In general, moving tuplesort.c batch memory caller tuples around
happens when batch memory needs to be recycled, or freed outright with
pfree().

I failed to take into account that CLUSTER tuplesorts need an extra
step when moving caller tuples to a new location (i.e. when moving
HeapTuple caller tuples using memmove()), because their particular
variety of caller tuple happens to itself contain a pointer to
palloc()'d memory. Attached patch fixes this use-after-free bug.

-- 
Peter Geoghegan
From aa68ed9e3f952bc19aa3bc8e31d0e216e13e0fae Mon Sep 17 00:00:00 2001
From: Peter Geoghegan <p...@bowt.ie>
Date: Sun, 26 Jun 2016 16:25:07 -0700
Subject: [PATCH] Fix bug in batch tuplesort memory with CLUSTER

Commit 0011c0091 optimized tuplesort.c's use of memory during external
sort final on-the-fly merge steps.  This included handling exhaustion of
large batch memory allocations by moving existing caller tuples to a
new, usable location using memmove().  This failed to take into account
one particular special case, though:  CLUSTER tuplesorts.

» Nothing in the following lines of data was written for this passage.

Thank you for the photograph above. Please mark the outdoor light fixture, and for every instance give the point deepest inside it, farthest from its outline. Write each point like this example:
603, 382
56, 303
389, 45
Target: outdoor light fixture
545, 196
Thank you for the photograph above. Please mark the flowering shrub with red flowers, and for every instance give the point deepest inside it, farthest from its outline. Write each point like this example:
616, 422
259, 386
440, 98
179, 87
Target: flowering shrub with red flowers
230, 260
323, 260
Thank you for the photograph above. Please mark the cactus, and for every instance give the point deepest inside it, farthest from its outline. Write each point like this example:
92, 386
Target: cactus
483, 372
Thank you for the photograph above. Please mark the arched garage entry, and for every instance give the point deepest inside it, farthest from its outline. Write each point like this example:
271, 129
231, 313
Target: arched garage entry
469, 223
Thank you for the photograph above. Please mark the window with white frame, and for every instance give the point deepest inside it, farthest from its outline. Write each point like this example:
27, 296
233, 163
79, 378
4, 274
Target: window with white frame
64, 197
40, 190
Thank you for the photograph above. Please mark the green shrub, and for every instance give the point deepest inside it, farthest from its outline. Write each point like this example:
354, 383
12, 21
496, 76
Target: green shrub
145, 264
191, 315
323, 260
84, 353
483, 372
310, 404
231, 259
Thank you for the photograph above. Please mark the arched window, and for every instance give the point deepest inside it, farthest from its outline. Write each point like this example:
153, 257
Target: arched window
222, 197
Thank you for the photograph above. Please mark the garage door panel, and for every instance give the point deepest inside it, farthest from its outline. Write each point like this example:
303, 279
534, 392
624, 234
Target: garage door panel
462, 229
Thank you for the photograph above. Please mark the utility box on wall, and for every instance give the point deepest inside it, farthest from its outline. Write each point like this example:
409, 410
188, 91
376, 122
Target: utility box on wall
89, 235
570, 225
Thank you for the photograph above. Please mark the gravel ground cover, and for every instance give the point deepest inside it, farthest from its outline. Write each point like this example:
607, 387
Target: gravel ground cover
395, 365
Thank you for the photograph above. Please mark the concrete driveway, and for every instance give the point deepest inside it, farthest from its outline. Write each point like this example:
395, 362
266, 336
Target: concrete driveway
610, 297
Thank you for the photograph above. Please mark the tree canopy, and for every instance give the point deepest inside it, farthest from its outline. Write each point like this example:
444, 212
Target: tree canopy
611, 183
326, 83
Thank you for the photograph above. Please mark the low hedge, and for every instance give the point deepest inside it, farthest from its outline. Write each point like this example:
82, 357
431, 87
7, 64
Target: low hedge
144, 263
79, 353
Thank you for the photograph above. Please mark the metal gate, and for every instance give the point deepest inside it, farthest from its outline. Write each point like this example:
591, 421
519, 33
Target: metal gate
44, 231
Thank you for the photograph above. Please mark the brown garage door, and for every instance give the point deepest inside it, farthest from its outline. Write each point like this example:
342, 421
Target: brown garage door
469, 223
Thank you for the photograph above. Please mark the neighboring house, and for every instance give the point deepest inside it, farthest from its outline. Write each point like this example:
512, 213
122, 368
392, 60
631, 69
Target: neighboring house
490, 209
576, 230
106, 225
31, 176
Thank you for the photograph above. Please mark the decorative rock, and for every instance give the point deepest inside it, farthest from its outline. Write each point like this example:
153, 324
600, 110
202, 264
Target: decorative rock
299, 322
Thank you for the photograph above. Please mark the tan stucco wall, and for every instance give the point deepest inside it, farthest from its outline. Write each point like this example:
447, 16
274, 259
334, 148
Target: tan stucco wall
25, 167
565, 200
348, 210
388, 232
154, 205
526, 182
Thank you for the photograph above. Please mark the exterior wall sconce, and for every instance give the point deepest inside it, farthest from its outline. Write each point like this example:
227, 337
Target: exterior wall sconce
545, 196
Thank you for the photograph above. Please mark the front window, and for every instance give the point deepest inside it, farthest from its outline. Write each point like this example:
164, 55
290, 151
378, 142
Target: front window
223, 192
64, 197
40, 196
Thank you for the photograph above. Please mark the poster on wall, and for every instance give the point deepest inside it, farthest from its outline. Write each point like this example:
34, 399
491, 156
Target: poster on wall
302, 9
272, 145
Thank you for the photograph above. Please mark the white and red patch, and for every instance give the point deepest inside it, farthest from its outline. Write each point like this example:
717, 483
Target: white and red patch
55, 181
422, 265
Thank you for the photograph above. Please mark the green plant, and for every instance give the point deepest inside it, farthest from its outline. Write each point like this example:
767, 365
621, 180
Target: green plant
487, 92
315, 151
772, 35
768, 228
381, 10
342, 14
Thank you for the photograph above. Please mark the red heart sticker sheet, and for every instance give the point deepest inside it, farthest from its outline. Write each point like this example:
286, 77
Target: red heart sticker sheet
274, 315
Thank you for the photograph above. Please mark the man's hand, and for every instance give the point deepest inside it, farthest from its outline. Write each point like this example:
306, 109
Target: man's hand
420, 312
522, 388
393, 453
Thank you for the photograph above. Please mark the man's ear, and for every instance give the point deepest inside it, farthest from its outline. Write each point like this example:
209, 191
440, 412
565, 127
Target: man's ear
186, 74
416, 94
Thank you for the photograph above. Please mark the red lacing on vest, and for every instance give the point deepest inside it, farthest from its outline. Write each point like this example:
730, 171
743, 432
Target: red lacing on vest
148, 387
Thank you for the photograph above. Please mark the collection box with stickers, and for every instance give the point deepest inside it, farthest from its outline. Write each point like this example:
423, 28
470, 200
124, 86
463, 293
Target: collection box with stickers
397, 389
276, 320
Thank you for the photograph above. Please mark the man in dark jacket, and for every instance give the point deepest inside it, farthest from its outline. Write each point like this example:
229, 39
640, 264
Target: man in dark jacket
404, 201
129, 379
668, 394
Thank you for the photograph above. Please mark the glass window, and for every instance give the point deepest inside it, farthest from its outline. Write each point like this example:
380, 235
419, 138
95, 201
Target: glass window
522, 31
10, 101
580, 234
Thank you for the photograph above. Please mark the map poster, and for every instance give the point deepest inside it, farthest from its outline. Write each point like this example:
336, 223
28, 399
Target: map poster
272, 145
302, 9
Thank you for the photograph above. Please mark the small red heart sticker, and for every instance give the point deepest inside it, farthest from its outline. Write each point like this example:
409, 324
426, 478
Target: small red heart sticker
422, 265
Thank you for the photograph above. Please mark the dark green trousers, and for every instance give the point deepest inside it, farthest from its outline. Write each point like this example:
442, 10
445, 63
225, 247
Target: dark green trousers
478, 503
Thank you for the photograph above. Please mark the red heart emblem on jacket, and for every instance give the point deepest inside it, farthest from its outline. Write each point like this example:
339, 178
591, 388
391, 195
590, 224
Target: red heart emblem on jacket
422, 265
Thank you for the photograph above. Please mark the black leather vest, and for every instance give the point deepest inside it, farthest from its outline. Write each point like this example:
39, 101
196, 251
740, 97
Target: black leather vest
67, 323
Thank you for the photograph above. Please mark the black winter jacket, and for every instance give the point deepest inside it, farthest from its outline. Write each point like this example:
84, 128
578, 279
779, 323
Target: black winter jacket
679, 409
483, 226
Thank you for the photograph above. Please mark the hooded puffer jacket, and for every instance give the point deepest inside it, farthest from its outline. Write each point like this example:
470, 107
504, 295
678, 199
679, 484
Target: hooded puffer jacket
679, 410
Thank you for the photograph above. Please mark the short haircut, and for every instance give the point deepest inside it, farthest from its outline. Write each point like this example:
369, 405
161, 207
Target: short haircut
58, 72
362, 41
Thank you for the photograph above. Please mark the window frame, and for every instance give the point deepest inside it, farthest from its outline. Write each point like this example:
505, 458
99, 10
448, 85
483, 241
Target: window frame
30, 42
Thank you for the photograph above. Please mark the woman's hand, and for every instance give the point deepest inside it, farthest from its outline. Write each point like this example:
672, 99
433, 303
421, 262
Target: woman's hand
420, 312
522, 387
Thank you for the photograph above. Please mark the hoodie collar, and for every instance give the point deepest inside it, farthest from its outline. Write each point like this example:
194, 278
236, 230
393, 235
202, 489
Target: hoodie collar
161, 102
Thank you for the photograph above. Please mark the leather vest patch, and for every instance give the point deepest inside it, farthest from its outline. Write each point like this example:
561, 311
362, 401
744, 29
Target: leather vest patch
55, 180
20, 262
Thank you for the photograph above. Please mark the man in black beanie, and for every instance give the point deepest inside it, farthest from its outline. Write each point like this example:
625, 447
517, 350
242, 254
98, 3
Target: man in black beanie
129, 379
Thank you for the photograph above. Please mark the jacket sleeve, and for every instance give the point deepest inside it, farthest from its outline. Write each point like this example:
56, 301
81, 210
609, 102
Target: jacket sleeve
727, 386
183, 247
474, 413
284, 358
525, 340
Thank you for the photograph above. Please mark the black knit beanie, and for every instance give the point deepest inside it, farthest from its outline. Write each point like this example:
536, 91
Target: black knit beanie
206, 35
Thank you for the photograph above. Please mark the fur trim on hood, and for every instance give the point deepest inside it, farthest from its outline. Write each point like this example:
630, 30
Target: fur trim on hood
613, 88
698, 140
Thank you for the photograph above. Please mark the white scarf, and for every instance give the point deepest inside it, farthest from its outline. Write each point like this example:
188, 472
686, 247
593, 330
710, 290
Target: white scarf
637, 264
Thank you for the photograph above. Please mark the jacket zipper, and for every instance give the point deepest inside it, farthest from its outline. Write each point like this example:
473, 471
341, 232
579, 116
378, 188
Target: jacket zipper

The CLUSTER case involves caller tuples that themselves contain a
pointer to an offset into the selfsame caller tuple.  A use-after-free
could therefore happen when the CLUSTER tuplesort client dereferenced
this contained pointer.

Instead of calling memmove() directly, affected codepaths now call a
generic MOVETUP() interface routine, reaching a caller-tuple specific
implementation.  The CLUSTER implementation performs a memmove() and
handles this extra detail.  In all other cases, a memmove() shim
implementation is reached.
---
 src/backend/utils/sort/tuplesort.c | 56 ++++++++++++++++++++++++++++++++++++--
 1 file changed, 53 insertions(+), 3 deletions(-)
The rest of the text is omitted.